AgentSkillsCN

multi-agent-patterns

设计具备主管式、点对点式与层级式架构的多智能体系统。适用于智能体协调、上下文隔离,以及分布式工作流的构建。基于 muratcankoylan/Agent-Skills-for-Context-Engineering。

SKILL.md
--- frontmatter
name: multi-agent-patterns
description: Design multi-agent systems with supervisor, peer-to-peer, and hierarchical architectures. Use for agent coordination, context isolation, and distributed workflows. Based on muratcankoylan/Agent-Skills-for-Context-Engineering.
version: 1.0.0
category: agents
last_updated: 2026-01-19
source: https://github.com/muratcankoylan/Agent-Skills-for-Context-Engineering
related_skills:
  - memory-systems
  - parallel-dispatch
  - subagent-driven

Multi-Agent Patterns Skill

Overview

This skill addresses multi-agent system design, covering scenarios where supervisor patterns, swarm architectures, or agent coordination strategies are needed.
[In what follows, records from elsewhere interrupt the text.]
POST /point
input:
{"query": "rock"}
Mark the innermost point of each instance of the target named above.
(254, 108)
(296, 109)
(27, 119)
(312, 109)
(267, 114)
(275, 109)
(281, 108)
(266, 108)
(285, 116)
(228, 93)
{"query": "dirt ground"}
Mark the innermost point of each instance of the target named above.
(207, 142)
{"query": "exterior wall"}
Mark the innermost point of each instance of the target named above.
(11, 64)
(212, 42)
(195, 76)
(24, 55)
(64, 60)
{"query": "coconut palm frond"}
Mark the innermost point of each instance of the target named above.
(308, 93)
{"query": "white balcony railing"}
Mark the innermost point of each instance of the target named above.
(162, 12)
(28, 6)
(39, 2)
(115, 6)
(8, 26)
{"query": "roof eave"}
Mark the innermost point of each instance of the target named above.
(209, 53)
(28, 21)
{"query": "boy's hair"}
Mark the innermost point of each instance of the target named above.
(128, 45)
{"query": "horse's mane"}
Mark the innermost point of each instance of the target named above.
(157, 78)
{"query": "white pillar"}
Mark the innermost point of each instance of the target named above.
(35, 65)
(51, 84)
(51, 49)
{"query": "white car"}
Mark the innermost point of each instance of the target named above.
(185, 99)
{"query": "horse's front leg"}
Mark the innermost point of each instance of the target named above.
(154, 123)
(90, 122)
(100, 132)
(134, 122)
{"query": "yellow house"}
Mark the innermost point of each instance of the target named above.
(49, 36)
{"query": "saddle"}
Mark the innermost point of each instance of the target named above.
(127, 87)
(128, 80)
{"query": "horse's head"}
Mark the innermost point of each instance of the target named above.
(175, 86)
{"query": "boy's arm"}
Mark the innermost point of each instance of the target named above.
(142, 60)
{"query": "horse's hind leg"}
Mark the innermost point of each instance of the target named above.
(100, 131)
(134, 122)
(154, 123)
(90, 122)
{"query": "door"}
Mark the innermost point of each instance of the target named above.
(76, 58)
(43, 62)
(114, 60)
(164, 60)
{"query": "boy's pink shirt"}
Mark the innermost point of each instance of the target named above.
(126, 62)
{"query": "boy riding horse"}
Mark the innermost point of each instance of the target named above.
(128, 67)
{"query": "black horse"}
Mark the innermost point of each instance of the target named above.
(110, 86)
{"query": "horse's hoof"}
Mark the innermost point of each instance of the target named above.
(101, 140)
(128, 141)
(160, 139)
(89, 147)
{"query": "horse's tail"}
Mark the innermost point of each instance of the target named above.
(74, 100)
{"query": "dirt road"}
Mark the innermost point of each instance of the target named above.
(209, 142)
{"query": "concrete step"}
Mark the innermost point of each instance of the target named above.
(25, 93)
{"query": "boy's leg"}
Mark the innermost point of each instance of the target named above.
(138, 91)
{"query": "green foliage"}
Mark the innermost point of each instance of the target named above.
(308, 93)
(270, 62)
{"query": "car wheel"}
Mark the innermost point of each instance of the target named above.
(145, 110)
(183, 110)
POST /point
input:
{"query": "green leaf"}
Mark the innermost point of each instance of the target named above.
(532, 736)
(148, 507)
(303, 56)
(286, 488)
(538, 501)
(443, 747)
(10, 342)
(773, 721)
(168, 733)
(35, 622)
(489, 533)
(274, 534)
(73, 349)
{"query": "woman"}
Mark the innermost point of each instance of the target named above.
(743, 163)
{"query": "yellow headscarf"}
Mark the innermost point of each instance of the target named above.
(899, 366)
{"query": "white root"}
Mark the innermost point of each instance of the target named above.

Core insight: "Sub-agents exist primarily to isolate context, not to anthropomorphize role division."

Quick Start

  1. Identify need - Why multiple agents? (context limits, parallelism, specialization)
  2. Choose pattern - Supervisor, peer-to-peer, or hierarchical
  3. Design communication - Message passing, handoffs, state sharing
  4. Implement safeguards - Validation, timeouts, conflict resolution
  5. Monitor - Token usage, bottlenecks, failures

When to Use

  • Context window limits prevent single-agent solutions
  • Tasks benefit from parallel execution
  • Different domains require specialized knowledge
  • Complex workflows need coordination
  • Resilience through redundancy is required

Three Primary Patterns

1. Supervisor/Orchestrator

Structure: Central coordinator delegates to specialists and synthesizes results.

code
         [Supervisor]
        /     |      \
   [Agent A] [Agent B] [Agent C]
       ↑        ↑         ↑
       └────────┴─────────┘
           Results flow up

Best for:

  • Tasks with clear decomposition
  • Human oversight needs
  • Sequential dependencies
  • Quality control requirements

Key consideration: The "telephone game problem" emerges when supervisors paraphrase sub-agent responses incorrectly.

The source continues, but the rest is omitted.